Health and Science
A traveler is given a test for coronavirus disease (COVID-19) at a testing facility prior to departure as countries leave on Jan.
Loren Elliott | Reuters
The European Union could approve a Covid-19 vaccination against the new Omicron variant within three to four months, the medical authority of the block announced on Tuesday.
Pharmaceutical companies are investigating whether their Covid vaccines will remain effective against the Omicron variant that appeared in southern Africa a week ago. The European Medicines Agency announced Tuesday that the agency will be ready to approve them within a few months if the recordings need to be revised.
“We have to prepare for the fact that the current vaccines have to change and that is the work that companies will do,” said Emer Cooke, Executive Director of the European Medicines Agency, in the European Parliament in Brussels on Tuesday.

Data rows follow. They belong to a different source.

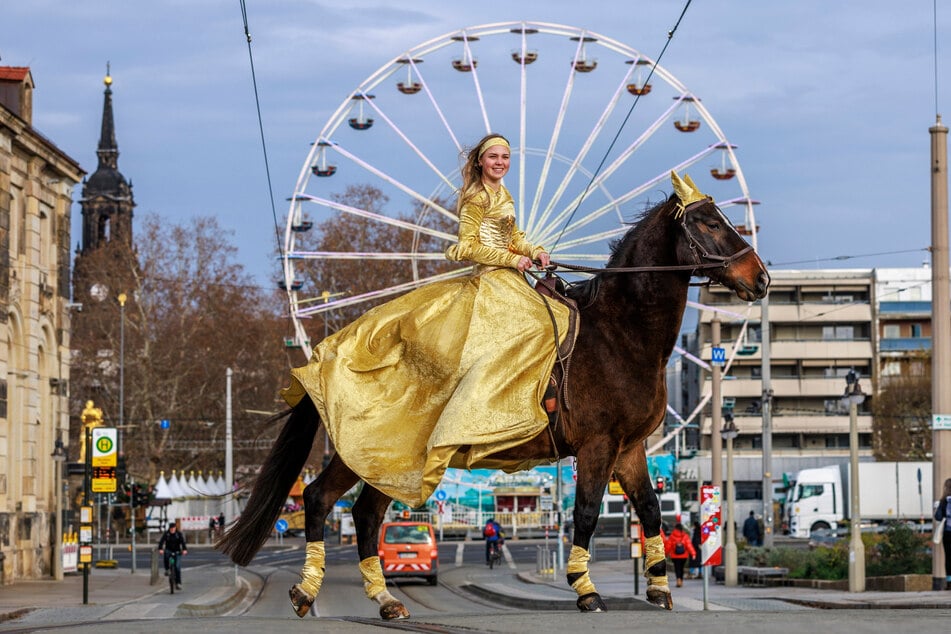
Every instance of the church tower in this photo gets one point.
(107, 196)
(105, 257)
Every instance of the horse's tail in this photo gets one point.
(283, 465)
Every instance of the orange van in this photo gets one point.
(408, 549)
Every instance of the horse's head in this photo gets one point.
(712, 243)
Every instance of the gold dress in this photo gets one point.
(445, 375)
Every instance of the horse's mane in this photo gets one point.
(585, 292)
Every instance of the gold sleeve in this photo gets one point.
(470, 247)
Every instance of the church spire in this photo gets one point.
(108, 151)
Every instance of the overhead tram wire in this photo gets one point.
(257, 104)
(637, 98)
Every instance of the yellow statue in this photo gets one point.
(91, 417)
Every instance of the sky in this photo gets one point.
(828, 104)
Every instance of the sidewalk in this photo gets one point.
(118, 594)
(615, 581)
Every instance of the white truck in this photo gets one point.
(887, 491)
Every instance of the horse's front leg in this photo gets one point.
(594, 470)
(319, 498)
(368, 512)
(631, 471)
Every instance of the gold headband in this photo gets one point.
(495, 140)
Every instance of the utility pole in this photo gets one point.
(716, 443)
(941, 331)
(767, 427)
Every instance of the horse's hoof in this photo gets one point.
(591, 602)
(300, 601)
(660, 596)
(393, 610)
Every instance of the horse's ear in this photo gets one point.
(685, 189)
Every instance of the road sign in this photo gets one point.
(105, 450)
(711, 550)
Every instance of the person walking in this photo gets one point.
(942, 511)
(695, 539)
(751, 531)
(173, 542)
(679, 548)
(492, 532)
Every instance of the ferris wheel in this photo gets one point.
(559, 93)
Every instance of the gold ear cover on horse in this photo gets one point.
(686, 191)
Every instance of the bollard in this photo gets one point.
(153, 563)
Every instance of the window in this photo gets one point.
(839, 332)
(804, 491)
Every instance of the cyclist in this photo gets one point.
(173, 542)
(492, 532)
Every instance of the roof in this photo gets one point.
(14, 73)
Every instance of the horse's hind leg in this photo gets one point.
(368, 512)
(632, 473)
(319, 498)
(594, 470)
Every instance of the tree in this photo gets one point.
(346, 232)
(192, 312)
(902, 414)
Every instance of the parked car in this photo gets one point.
(409, 549)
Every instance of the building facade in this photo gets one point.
(36, 186)
(823, 324)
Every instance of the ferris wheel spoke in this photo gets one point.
(436, 106)
(424, 200)
(379, 294)
(371, 215)
(593, 135)
(555, 135)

“We might be able to approve this within three to four months,” she said.
The EMA was previously criticized for taking longer than other drug regulators to approve coronavirus vaccines.

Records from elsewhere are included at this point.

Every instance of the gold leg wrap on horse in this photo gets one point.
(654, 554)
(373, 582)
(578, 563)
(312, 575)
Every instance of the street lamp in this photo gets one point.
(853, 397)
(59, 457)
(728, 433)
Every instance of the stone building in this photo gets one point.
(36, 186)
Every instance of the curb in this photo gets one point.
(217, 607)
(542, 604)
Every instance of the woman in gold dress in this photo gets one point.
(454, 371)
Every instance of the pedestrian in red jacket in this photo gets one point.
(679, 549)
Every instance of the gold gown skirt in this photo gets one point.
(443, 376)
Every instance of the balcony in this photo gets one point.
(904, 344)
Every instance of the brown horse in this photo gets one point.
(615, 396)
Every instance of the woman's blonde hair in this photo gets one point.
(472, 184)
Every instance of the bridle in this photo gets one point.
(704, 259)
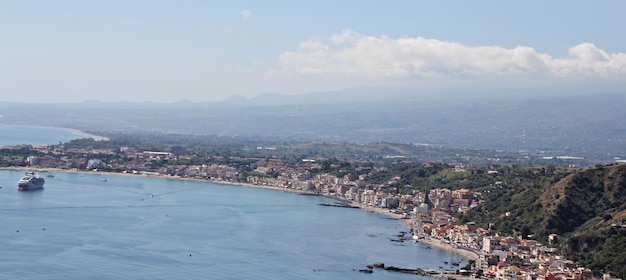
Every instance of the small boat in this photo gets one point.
(30, 181)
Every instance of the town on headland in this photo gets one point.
(484, 212)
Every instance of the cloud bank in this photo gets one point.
(353, 56)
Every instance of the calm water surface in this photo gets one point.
(80, 227)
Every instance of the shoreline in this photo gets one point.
(468, 255)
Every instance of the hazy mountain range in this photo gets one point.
(578, 121)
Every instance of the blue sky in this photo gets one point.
(165, 51)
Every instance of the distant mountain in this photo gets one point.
(579, 121)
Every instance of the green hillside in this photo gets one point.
(586, 208)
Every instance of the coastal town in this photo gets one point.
(430, 215)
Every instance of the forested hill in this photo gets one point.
(586, 208)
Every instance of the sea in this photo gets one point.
(105, 226)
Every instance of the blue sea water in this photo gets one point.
(36, 135)
(129, 227)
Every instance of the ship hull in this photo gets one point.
(31, 181)
(29, 187)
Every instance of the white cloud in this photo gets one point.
(354, 56)
(245, 14)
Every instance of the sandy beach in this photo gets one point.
(382, 211)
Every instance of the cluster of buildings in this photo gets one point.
(432, 212)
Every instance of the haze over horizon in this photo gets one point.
(161, 51)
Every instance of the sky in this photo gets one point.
(168, 51)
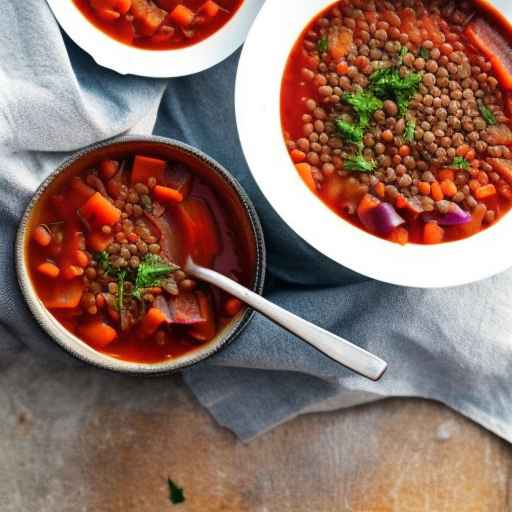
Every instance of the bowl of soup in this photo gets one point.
(388, 129)
(102, 244)
(157, 38)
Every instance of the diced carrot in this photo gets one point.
(97, 333)
(436, 191)
(297, 155)
(233, 306)
(424, 188)
(81, 258)
(446, 174)
(204, 331)
(449, 188)
(167, 194)
(64, 295)
(304, 170)
(145, 167)
(485, 192)
(108, 168)
(503, 168)
(100, 211)
(433, 233)
(71, 271)
(42, 236)
(182, 16)
(399, 235)
(210, 8)
(380, 189)
(49, 270)
(153, 319)
(98, 241)
(499, 134)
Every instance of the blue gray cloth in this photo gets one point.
(452, 345)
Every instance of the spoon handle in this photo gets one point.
(333, 346)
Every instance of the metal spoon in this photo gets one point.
(333, 346)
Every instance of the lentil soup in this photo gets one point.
(107, 243)
(396, 114)
(159, 24)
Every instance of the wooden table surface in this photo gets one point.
(82, 440)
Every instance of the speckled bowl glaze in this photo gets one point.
(202, 164)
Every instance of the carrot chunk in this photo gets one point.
(210, 8)
(97, 333)
(151, 322)
(433, 233)
(100, 211)
(49, 270)
(167, 194)
(42, 236)
(485, 192)
(145, 167)
(304, 169)
(182, 16)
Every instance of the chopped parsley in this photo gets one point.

The European Center for Disease Prevention and Control said Tuesday that there are now 44 cases of the new variant in 10 countries in the region.
Speaking to European lawmakers, Cooke stressed that the current vaccinations would still provide protection and appealed to people to get vaccinated.

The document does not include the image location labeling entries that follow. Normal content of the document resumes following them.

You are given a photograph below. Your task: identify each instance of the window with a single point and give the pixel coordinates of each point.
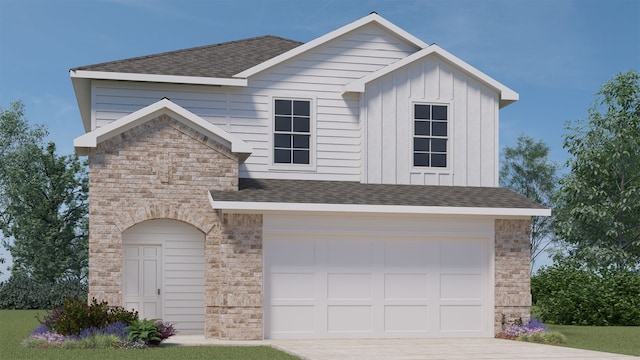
(292, 132)
(430, 131)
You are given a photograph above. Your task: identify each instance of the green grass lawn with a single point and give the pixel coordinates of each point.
(613, 339)
(16, 325)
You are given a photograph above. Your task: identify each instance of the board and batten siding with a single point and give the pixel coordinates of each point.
(318, 75)
(182, 277)
(388, 126)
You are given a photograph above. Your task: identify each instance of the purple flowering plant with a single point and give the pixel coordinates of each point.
(534, 326)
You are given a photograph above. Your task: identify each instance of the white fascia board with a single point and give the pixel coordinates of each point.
(164, 106)
(82, 89)
(265, 207)
(172, 79)
(507, 95)
(371, 18)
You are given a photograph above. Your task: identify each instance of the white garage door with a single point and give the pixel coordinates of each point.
(164, 266)
(377, 285)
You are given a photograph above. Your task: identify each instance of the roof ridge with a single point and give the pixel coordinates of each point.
(195, 48)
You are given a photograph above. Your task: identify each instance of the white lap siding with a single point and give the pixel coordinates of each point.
(246, 112)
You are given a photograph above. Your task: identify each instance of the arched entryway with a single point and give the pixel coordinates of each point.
(163, 273)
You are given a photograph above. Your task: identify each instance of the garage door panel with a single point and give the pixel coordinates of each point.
(406, 318)
(289, 252)
(406, 286)
(376, 286)
(350, 254)
(349, 286)
(460, 286)
(461, 318)
(349, 319)
(292, 319)
(462, 254)
(407, 254)
(287, 286)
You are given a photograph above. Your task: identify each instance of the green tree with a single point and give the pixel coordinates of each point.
(526, 169)
(15, 136)
(43, 211)
(598, 203)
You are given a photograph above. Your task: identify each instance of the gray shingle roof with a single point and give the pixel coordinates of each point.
(343, 192)
(217, 61)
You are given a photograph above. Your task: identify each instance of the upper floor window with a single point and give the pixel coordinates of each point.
(292, 131)
(430, 135)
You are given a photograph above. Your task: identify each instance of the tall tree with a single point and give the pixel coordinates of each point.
(526, 169)
(15, 136)
(43, 211)
(598, 207)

“Even if the new variant spreads more widely, the vaccines we have will continue to offer protection,” she said.
The European Union has seen mixed uptake of coronavirus vaccines, with countries like Ireland and Portugal having vaccination rates of around 90% while many others lag behind.
Amid the uncertainty that the new variant brings with it, EU officials have not held back to appeal to citizens to get vaccinated.
“Already faced with a challenging winter due to the high transferability of the Delta variant, a very high immunity gap and the relaxation of non-pharmaceutical interventions and personal behavior, we can now be exposed to further or additional stresses due to the appearance of the Omicron variant.” “Said EU Health Commissioner Stella Kyriakides in a letter to European ministers viewed by CNBC on Monday.
She added: “I am therefore writing to encourage you and your fellow Health Ministers to do everything possible to further increase the vaccination rate in all eligible groups. The more we vaccinate, the greater the benefit of the vaccination will be. “
European nations had to struggle with increasing infections in the last few weeks before the announcement of the new variant. Germany, Belgium, Austria and the Czech Republic are part of a group of nations that have tightened social restrictions to contain the spread. The latter two nations focused on restricting activity for those who were not vaccinated.
Greece was the last country to announce compulsory vaccination. As of Jan. 16, people aged 60 and over who have not been vaccinated will be charged a monthly fine of EUR 100 ($ 114), according to Reuters.